Influencer reveals how much she earns from TikTok, YouTube, Facebook and Instagram: ‘My jaw dropped’

An influencer has candidly revealed how much money she earns from each social media platform for her content.

Erika Kullberg, a lawyer who uses her TikTok to share investment advice, money-saving hacks and travel tips, has accumulated more than 9m followers on the platform. In addition to her TikTok followers, she has 4.1m followers on Instagram, 3.3m followers on Facebook and 755,000 subscribers on her YouTube channel.

In a video posted to her TikTok on Wednesday, the content creator and founder of legal tech startup, Plug and Law, opened up about the income she makes as a result of her followings and content, with Kullberg revealing that she earns a few dollars each day from the video-sharing platform alone.

“In case you’re curious, here is how much every social media platform has paid me with 17m followers,” Kullberg began the video.

According to Kullberg, who noted that she started creating TikTok videos “exactly a year ago,” she has since accumulated a “lifetime total” of 452m views on the platform. “And you can see that I’m making a few dollars each day,” she continued as she showed a screen recording of the daily payments, which ranged from $2.23 to $24.88.

“That brings my total earnings on TikTok to $3,255,” Kullberg revealed, before adding: “BUT, wait until you compare that to YouTube.”

TikTok pays creators through its Creator Fund, which the platform created as a way of giving creators the “opportunity to earn money doing what they love and turn their passion into a livelihood”. According to the platform, the funds that each creator can earn “are worked out by a combination of factors; including the number of views and the authenticity of those views, the level of engagement on the content, as well as making sure content is in line with our Community Guidelines and Terms of Service”.

To be eligible for the Creator Fund, TikTok notes that a creator must be based in the US, UK, France, Germany, Spain or Italy, be at least 18, have at least 10,000 followers and have at least 100,000 video views in the last 30 days.

The influencer then moved on to her Facebook account, where she said she began posting videos just a few months ago. According to Kullberg, since she started using the platform to share her content, she has received “three payouts,” with the first for $447 and the second for $895.

Kullberg then revealed that she received her biggest payout from Facebook in September, when she earned $1,729 from the platform.

While reflecting on her Facebook content, Kullberg noted that the “cool thing” is that the videos she posts on the platform are the same ones “she already made for TikTok”.

“So there’s no extra work besides hitting upload,” she said.

In the video, Kullberg then directed her attention to Instagram, where she said her videos have received 263m views.

Kullberg said that Instagram “pays some creators, but not if you have over 1m followers,” which she said means that she has made zero dollars from the social media platform. While influencers can make a significant amount from Instagram posts, the revenue does not come from the platform directly, but rather from brands and advertisers.

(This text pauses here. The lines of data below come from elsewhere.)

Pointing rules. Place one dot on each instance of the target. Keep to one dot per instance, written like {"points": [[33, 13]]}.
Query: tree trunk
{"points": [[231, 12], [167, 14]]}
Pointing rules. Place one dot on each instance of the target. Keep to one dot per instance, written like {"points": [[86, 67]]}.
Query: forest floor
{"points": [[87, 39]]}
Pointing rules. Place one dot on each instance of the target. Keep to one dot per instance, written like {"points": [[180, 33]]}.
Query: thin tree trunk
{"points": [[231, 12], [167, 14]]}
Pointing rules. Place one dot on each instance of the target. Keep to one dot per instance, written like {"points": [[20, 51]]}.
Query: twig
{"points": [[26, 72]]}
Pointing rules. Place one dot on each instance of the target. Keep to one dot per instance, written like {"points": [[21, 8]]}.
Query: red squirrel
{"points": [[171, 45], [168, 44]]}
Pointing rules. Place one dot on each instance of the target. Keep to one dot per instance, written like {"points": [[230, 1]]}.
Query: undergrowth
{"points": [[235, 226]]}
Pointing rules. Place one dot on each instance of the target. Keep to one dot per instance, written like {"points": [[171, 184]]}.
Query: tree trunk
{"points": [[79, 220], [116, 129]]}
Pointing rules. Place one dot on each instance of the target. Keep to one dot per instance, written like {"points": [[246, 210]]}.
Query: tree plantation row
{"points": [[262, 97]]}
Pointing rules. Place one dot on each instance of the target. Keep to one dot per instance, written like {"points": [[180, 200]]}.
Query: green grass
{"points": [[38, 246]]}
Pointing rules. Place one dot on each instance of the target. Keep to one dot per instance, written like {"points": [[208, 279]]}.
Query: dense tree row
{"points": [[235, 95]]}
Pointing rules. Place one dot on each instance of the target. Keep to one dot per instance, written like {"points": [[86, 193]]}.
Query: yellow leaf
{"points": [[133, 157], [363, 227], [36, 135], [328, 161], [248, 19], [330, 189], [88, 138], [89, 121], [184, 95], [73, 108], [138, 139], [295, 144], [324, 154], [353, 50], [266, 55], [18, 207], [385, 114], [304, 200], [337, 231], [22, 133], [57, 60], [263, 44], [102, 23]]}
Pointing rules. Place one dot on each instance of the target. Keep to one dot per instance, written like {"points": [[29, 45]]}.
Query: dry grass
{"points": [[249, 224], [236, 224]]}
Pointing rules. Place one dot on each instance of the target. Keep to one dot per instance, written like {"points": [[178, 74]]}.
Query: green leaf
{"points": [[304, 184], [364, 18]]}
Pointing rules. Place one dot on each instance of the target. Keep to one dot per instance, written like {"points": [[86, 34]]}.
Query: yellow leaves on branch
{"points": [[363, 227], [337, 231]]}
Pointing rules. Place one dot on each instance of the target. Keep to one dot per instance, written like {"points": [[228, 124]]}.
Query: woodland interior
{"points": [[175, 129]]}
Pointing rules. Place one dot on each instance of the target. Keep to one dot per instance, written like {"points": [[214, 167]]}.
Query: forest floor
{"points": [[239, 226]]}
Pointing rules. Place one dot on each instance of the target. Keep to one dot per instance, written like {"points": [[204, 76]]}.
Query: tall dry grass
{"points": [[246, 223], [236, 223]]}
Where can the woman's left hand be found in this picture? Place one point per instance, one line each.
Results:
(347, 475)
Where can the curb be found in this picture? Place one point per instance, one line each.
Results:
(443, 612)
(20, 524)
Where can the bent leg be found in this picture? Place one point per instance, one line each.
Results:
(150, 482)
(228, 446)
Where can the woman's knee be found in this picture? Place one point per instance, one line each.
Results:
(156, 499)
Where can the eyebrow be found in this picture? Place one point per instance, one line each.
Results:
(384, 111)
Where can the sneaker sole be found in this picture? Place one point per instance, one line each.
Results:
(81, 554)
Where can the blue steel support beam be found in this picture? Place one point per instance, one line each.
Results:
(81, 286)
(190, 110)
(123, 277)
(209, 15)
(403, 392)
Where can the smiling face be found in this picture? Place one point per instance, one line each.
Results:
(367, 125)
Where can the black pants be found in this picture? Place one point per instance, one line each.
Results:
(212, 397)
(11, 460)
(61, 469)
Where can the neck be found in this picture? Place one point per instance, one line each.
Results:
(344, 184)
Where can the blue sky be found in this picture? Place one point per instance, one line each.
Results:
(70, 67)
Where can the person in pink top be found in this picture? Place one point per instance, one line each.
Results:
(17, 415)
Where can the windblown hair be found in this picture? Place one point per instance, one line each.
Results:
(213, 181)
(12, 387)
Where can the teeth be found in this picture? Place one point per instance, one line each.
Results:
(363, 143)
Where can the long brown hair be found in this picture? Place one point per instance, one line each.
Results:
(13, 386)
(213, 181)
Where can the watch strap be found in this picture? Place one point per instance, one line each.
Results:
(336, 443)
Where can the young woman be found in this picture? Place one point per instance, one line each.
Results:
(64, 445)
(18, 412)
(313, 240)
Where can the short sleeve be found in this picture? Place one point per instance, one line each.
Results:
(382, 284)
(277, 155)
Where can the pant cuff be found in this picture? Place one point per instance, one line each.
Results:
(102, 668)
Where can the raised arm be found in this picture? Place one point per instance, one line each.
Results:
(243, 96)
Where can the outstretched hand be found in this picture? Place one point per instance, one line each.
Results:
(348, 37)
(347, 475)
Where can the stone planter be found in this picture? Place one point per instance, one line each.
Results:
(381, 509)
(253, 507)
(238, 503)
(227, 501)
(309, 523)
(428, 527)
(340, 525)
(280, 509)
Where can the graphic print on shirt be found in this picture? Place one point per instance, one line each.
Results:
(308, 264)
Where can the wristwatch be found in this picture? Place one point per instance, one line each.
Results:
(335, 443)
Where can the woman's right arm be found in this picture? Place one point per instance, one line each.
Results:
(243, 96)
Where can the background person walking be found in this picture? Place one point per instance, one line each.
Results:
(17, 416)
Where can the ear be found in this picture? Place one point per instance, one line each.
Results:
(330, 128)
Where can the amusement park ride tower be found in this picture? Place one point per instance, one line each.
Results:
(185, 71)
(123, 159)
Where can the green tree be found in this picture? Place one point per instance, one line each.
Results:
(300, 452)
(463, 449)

According to the influencer, when it comes to how YouTube pays its creators, she said that it varies depending on whether it’s a short video or a long video.

Kullberg then used her own content as an example, showing viewers a screenshot of a short 29-second video she’d posted to the platform about a credit card hack that has since been viewed 1.8m times. “And I made $3 from it,” she said.

However, as a result of a 12-minute video she’d uploaded to the platform, which was viewed 2.3m times, YouTube paid Kullberg $35,000, according to her TikTok.

“For my grand total earnings from YouTube, and remember this is all BEFORE taxes, $196,000,” Kullberg revealed. According to Kullberg’s YouTube channel, she posted her first video on October 29, 2019.

Similarly to TikTok, YouTube has a Partner Program, which “gives creators greater access to YouTube resources and monetization features”. The eligibility requirements for the video-sharing platform include having more than 4,000 valid public watch hours in the last 12 months and more than 1,000 subscribers.

As of Thursday, Kullberg’s video has been viewed more than 1.8m times, with viewers in the comments praising her for the transparency.

“This transparency!” one person commented, while another said: “Not a lot of people would show this. That’s so cool and transparent. Congrats btw.”

“I’m always so curious how much creators make. Thanks for sharing the info!” someone else wrote.

Others revealed that they were inspired to start creating content on YouTube, with one person joking: “Okay okay I should get my YouTube channel going.”

“I need to make a YouTube,” another person wrote.